BY MIDMORNING, THE ATTACKS HAD BEGUN. The first struck midcolumn, from the west this time, causing confusion in the middle ranks. The second, shortly after, hit the rear, creating yet more delays as men doubled back to help and the entire column came to a forced halt for fear of dividing. Sasha was sitting astride, waiting for everyone to reform, when a scout arrived from further ahead, and informed them that he'd found the bodies of a travelling party from a nearby village—six men, all Goeren-yai, all no doubt riding to join the cause. More such were arriving constantly—as many as eight hundred men, the officers now estimated. For sheer strength, the column was in good shape. But now, they lost time. Word would be heading to the Hadryn in the valley as fast as horseback could take it. The more time the young Lord Usyn had to prepare for their arrival, the worse it would be.

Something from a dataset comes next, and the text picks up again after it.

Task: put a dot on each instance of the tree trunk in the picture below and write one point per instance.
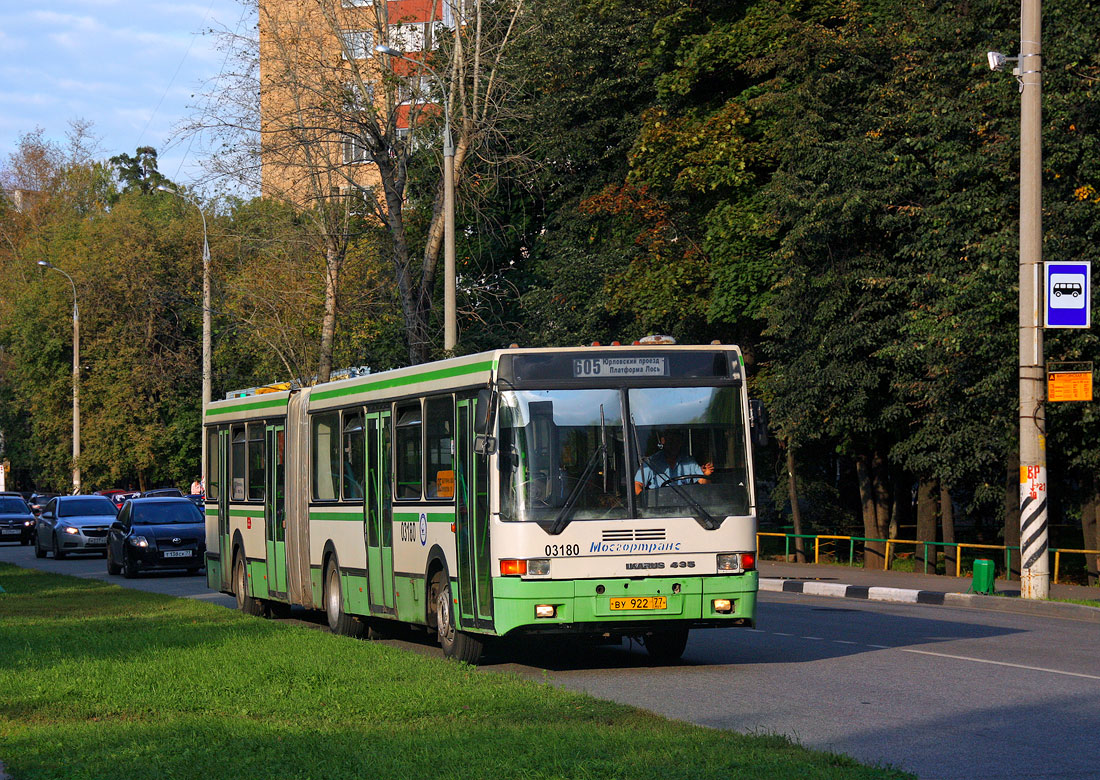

Approaching midday, the road arrived at the foot of a gentle incline and began to ascend at an angle. The trees were all pine, tall and widely spaced, with little undergrowth between. Both Sasha and Captain Tyrun exchanged glances as the vanguard peered through the forest shadows and Lieutenant Alyn yelled orders for outriders to fan ahead.
“No choice,” Sasha muttered. “We can't afford to lose time finding a better line.”
“Aye, M'Lady,” Tyrun acknowledged. And yelled to the rear, “Double the vanguard! Riders from the rear and upslope to the flanks! Cover the approach and wait for the entire column to pass!”
Riders thundered past, heading upslope and weaving between trees, their horses finding plenty of room to run upon the broad, brown carpet of needles. Barely had the riders begun to fade amongst the furthest trees when there came the distant yet distinctive buzz of crossbow fire. Yells followed, echoed by Captain Tyrun's and more up and down the column; blades rang out all at once as hooves came thundering in a great mass.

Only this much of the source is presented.